Ukrainian orientalist and art critic

Svitlana Pryzynchuk (Призинчук Світлана Юріївна, 施拉娜 (Shī lānà); born 21 April 1989) is a Ukrainian orientalist, art critic, and the founder of Safran Publishing.

== Biography ==
Svitlana Pryzynchuk was born on 21 April 1989. She is the only daughter of historian parents. The family speak Ukrainian, while her ancestors were Kulaks. The family has therefore experienced almost all the disasters that have occurred in Ukraine, including Holodomor. These family memories shaped Svitlana's Ukrainian identity from an early age. From childhood, Svitlana was fascinated by languages, literature, culture, and history. She initially wanted to be an archaeologist.

Pryzynchuk later studied international law and Chinese language at Kyiv International University, and was particularly interested in the latter. In her junior year of college, she became an exchange student at Tianjin University of Technology and Nankai University in China. After graduating, she pursued a master's degree in art history at Beijing Normal University. After six years of studying in China, Pryzynchuk earned her master's degree. Her thesis examined the influence of Wassily Kandinsky on Wu Guanzhong. She later learn Spanish in six months in Quito, Ecuador introduced by a friend.

Pryzynchuk returned to Ukraine in 2015. She considered starting a publisher during an internship at a publishing house, but dropped the idea during the Maidan Revolution.
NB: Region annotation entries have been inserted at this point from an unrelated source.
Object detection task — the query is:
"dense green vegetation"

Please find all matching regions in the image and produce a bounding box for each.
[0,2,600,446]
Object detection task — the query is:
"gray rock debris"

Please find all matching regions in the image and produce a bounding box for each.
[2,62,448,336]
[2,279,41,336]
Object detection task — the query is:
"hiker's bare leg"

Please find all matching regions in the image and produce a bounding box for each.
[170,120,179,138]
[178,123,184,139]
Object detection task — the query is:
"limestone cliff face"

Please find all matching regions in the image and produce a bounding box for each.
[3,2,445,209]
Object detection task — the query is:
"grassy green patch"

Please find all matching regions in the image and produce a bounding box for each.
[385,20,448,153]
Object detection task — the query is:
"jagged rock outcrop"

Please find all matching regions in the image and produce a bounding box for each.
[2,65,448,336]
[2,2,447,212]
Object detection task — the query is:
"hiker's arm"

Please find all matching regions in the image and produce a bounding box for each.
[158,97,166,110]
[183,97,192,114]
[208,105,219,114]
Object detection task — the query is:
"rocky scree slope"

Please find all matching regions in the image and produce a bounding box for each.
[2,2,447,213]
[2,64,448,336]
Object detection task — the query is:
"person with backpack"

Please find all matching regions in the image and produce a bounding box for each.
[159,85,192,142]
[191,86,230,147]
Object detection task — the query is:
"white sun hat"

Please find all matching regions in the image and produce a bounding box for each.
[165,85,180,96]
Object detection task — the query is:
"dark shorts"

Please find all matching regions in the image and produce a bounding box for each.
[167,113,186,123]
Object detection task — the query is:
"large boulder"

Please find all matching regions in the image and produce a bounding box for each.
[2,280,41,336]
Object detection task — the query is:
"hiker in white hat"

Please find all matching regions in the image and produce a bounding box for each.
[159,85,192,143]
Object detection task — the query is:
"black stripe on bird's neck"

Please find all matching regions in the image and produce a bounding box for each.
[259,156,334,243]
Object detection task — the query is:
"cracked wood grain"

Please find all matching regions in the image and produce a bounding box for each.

In 2016, she reconsidering her idea and noticed the lack of Ukrainian publications in Ukraine, especially Asian literature. As a result, she decided to start a publishing house that focuses on Asian publications in Ukrainian.

In 2018, Pryzynchuk established Safran Publishing. It was one of the few publishers focused on Asian publications. In 2019, Safran Publishing attended the Arsenal Book Festival with the flagship translation of Zhuangzi and The Classic of Tea. That same year, Zhuangzi was named one of the best books in 2019 by PEN Ukraine, while The Classic of Tea won a special prize at the Book Forum Lviv.